Our cinema has, like all others, very good films, good, weirder than good, or rather intentional.Our Our cinema has, like all of them, very good films, good ones, more rare than good, or more well-intentioned than successful.but it also has, like few others, a remarkable variety of styles, themes and proposals, a multitude of performers, technicians of an indisputable levelenthusiasts who make do with little, who persist and, above all, who rescue or rework our issues, preserving what would otherwise be forgotten. That, among other things. And that is what can be seen in this week’s releases.
From a book of fantastic events Leopoldo Lugones, “The Strange Forces”, the cordobese Augusto Sinay He got the idea to do “The toad”According to old beliefs, if someone kills this animal, it resurrects itself, swells up and climbs on top of the attacker, freezing him with its cold frog belly.
Here the one who resurrects is a priest, the one who climbs on top of the unfortunate man and takes pleasure is a smiling and evil girl, and this is not the only thing that happens. Lugones wrote the story in 1897, Sinay sets its story in 1866, to place it in the times of the Paraguayan War (although here and there someone recites a few verses of the “Santos Vega” that Rafael Obligado wrote in 1885), in short, everything filmed in Traslasierra by skilled graduates of the Enerc, the film school of the Incaa. Almost all of them from Cordoba, except for the Spaniard Javier Pereira (it is a Spanish-Cordoban co-production), and almost everything is a novelty in fantastic cinema.
Frankly realistic, “Wild”a Cordoba-Mendoza-Chilean co-production of the experienced Rodrigo Guerreropresents a drama close to the fears of our times. A well-off couple suffers an assault by three thugs. Partly recovered, the man goes out with a revolver and somehow captures the least dangerous one, but does not hand him over to the police. He takes him to the basement.
The woman is an accomplice, but she also has a maternal spirit. This is not going to have a happy ending. Beatriz Spelzinithe trans-Andean Luis Gnecco (the father of Robledo Puch in “The Angel”) and Alan Fernandezthat is, very good performers, and also very good music and precise workmanship, “Wild” points towards the path of the terrible tragicomedy of the master Monicelli “A small, small bourgeois”that is to say.
“The Agronomist” by Martin Turneschooses a different tone, with a genetically modified crops advisor who does not want to show what he really thinks, but is forced to take a position. The teenage daughter is involved in an ecological movement and confronts him from a different angle, and in a way his contractors also confront him, while the people of the town where they live begin to consider a firmer position against the collateral, and sometimes fatal, damage of the so-called agrotoxins. Diego Velazquez accurately represents the character, surrounded by Valeria Lois, Susana Pampinthe young woman Angela Zapataand the immensity of the pampas.
Fully urban, however, “Under the rock and roll sun”of Monica Simoncini and Omar Neriis a documentary of rich archive material with abundant memories of many valuable people, around the memory of Jorge Pistocchithe numen of the counterculture of the 70s onwards.
Bohemian journalist, he started in the magazine “Hair”founded successively “Bite”, “The Imaginary Express” (his greatest achievement), “Zaff” and “Hot Bread”these last three in the midst of the dictatorship, he promoted artists, spread his creations, went bankrupt, relapsed, collaborated in the 90s with the workers of a textile factory until he recovered it, continued with others, already in this century he turned to radio and other informal forms of contact with the people, he died poor, betrayed and almost forgotten.
Now this documentary refreshes the memory of its generation, notifies the next ones, and points out the supposed idols who, for money, soiled whatever. Notable are the number of figures who give their testimony, the recreation of old and beloved rock styles and the editing work of Sebastian Marino.
Finally, the most joyful and unique: “Printers”of marriage Lorena Vega and Gonzalez Zapicowhich she defines as a “genuine, raw, homemade” film.
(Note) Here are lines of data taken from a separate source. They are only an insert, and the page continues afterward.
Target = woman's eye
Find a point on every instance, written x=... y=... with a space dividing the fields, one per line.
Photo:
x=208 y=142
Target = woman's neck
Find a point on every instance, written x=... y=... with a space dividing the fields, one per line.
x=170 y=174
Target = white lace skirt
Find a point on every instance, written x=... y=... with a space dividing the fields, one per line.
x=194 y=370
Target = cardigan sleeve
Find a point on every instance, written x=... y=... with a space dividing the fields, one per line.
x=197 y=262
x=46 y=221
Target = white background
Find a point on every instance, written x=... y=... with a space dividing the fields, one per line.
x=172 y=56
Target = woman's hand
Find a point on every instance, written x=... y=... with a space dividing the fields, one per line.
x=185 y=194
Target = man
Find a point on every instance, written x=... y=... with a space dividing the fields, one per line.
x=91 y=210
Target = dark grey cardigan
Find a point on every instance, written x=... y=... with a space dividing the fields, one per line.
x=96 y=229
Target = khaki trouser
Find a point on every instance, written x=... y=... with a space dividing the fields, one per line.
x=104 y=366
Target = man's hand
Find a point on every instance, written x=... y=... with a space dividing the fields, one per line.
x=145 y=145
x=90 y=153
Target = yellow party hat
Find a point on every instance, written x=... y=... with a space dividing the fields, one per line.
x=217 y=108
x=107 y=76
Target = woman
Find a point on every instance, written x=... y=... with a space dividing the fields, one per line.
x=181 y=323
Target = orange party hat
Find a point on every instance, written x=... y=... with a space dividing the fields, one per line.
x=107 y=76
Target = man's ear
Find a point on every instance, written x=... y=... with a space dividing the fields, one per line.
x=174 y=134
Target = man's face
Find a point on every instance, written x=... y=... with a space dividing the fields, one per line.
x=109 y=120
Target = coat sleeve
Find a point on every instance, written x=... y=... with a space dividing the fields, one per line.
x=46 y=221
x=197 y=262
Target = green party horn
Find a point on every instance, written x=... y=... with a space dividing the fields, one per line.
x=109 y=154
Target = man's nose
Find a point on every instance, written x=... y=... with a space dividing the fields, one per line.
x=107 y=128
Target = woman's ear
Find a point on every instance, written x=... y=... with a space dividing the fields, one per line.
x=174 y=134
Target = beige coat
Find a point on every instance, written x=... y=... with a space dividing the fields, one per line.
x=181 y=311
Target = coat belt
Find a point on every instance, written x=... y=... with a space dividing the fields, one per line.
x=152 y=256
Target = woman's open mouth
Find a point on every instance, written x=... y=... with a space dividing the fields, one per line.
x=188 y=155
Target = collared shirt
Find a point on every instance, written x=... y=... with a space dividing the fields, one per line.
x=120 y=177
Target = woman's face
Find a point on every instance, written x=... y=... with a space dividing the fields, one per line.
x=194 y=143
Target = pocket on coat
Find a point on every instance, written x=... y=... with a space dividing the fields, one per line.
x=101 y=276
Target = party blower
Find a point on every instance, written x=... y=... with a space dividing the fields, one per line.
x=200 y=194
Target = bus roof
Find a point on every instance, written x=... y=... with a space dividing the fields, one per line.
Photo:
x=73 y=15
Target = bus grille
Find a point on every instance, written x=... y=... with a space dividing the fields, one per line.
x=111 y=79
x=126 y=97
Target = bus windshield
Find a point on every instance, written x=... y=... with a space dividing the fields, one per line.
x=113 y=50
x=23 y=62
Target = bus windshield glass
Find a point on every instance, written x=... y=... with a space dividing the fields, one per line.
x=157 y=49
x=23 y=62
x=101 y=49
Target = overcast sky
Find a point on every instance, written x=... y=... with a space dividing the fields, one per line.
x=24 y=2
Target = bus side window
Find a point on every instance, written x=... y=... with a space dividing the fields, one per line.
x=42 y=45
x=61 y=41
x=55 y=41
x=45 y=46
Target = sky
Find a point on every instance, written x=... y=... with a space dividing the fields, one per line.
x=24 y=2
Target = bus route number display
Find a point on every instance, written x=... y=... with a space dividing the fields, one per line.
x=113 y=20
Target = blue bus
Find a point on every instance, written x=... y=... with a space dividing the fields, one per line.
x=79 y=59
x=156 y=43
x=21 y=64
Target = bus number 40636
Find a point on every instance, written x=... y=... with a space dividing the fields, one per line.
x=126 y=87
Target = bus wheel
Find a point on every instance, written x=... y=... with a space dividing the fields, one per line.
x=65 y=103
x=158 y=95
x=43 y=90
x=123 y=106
Independent theater actress, Lorena Vega and his brothers (Sergioprinter and actor, Federico Alfredoaccountant) made an unexpectedly successful play in 2018 where they told with laughter the sad and cheerful things about their own family, and the love for the printing profession that their father had passed on to them.
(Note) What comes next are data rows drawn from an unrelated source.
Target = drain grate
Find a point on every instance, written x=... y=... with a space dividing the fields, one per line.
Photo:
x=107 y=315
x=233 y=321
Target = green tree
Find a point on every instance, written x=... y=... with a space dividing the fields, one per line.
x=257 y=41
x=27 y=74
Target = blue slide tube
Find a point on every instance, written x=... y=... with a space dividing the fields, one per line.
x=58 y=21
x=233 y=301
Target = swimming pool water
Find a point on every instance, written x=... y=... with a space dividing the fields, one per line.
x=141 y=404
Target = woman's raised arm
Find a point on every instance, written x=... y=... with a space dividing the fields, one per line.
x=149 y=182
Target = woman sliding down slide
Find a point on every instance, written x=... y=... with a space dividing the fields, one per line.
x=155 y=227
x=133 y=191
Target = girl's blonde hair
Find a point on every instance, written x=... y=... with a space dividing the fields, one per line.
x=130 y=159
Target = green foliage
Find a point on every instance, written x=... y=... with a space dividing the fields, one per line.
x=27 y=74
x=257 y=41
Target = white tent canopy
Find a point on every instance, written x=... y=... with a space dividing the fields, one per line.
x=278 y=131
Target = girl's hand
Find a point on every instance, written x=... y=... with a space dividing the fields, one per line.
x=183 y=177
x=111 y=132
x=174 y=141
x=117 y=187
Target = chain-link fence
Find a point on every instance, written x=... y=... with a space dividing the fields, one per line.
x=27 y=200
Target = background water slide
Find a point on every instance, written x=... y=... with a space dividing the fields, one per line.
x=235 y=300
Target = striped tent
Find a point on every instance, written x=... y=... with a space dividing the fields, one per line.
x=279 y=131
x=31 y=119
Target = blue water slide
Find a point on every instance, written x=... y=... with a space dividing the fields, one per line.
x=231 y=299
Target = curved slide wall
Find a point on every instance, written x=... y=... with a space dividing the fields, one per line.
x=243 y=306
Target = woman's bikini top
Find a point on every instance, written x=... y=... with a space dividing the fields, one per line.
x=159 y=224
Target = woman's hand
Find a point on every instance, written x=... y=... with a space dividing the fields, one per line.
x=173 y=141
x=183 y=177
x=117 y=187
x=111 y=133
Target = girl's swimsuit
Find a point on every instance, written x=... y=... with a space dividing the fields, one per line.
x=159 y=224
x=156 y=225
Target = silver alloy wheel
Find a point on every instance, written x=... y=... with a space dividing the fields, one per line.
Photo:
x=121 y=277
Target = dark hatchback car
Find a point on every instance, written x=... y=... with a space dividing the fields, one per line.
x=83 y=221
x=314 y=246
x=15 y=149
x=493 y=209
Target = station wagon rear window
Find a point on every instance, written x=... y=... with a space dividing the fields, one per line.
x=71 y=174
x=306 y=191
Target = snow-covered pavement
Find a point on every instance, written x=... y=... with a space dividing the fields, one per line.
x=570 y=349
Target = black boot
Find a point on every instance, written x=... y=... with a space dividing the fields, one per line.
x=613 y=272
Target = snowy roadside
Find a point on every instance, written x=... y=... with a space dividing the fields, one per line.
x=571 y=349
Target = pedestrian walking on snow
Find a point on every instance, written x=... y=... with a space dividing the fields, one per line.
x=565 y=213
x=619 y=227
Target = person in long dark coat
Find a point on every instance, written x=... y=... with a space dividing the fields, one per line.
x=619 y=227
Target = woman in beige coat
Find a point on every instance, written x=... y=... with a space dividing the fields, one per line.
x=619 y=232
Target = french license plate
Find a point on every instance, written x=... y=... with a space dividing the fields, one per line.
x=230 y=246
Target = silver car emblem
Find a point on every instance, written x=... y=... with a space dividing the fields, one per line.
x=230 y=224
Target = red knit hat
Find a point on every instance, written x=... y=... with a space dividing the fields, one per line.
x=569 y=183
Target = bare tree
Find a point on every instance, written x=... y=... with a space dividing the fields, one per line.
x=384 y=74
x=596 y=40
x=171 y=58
A father as loved as he was criticized, as distant as he was present in memory. When the pandemic interrupted the work, the book was born, which expands the initial text. Zapico He recorded the birth of that book, the daily life of the family, and the new reflections and anecdotes of the brothers.
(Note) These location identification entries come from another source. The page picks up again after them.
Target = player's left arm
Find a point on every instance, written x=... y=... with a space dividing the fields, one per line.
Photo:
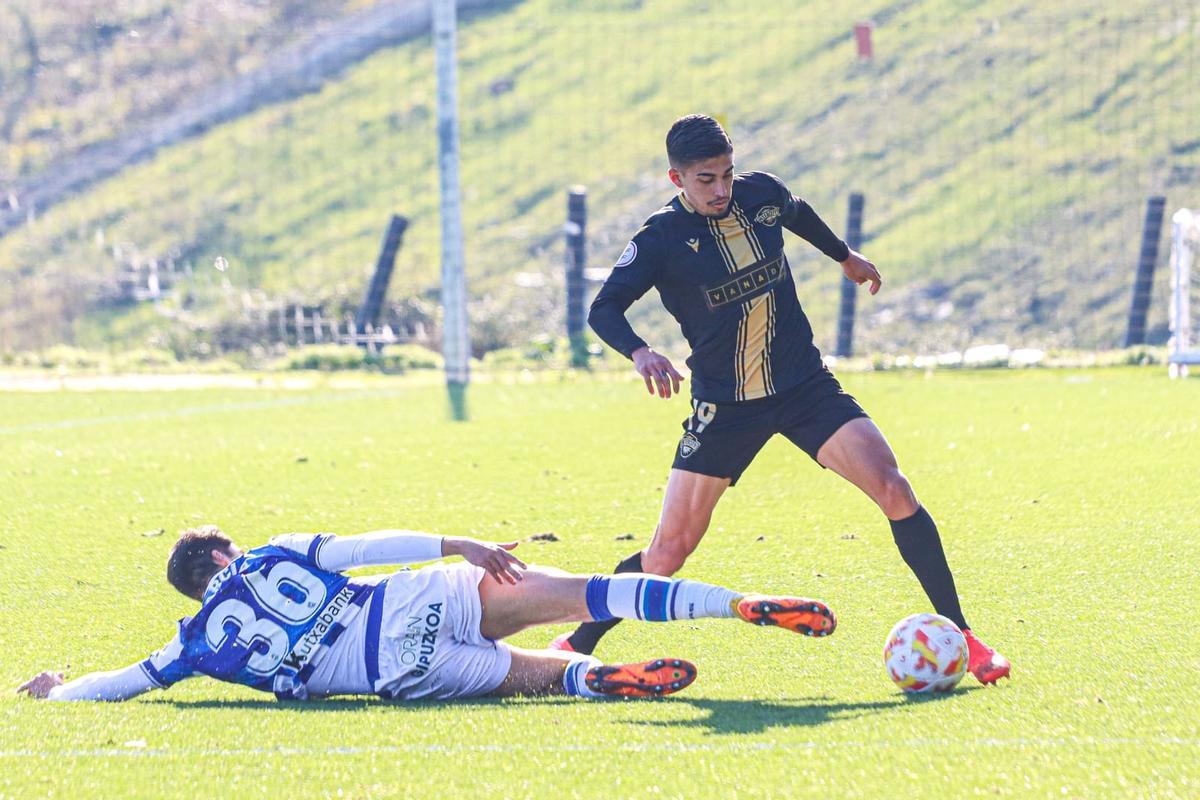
x=385 y=547
x=114 y=685
x=799 y=217
x=165 y=667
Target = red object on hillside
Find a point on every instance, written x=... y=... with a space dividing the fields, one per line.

The family, the vicissitudes of the country and work over time, all of this is now told in the language of cinema and with a freshness that is maintained. As often happens, what was once bitter is remembered with smiles, which are contagious to the audience.
Source: Ambito

I am an author and journalist who has worked in the entertainment industry for over a decade. I currently work as a news editor at a major news website, and my focus is on covering the latest trends in entertainment. I also write occasional pieces for other outlets, and have authored two books about the entertainment industry.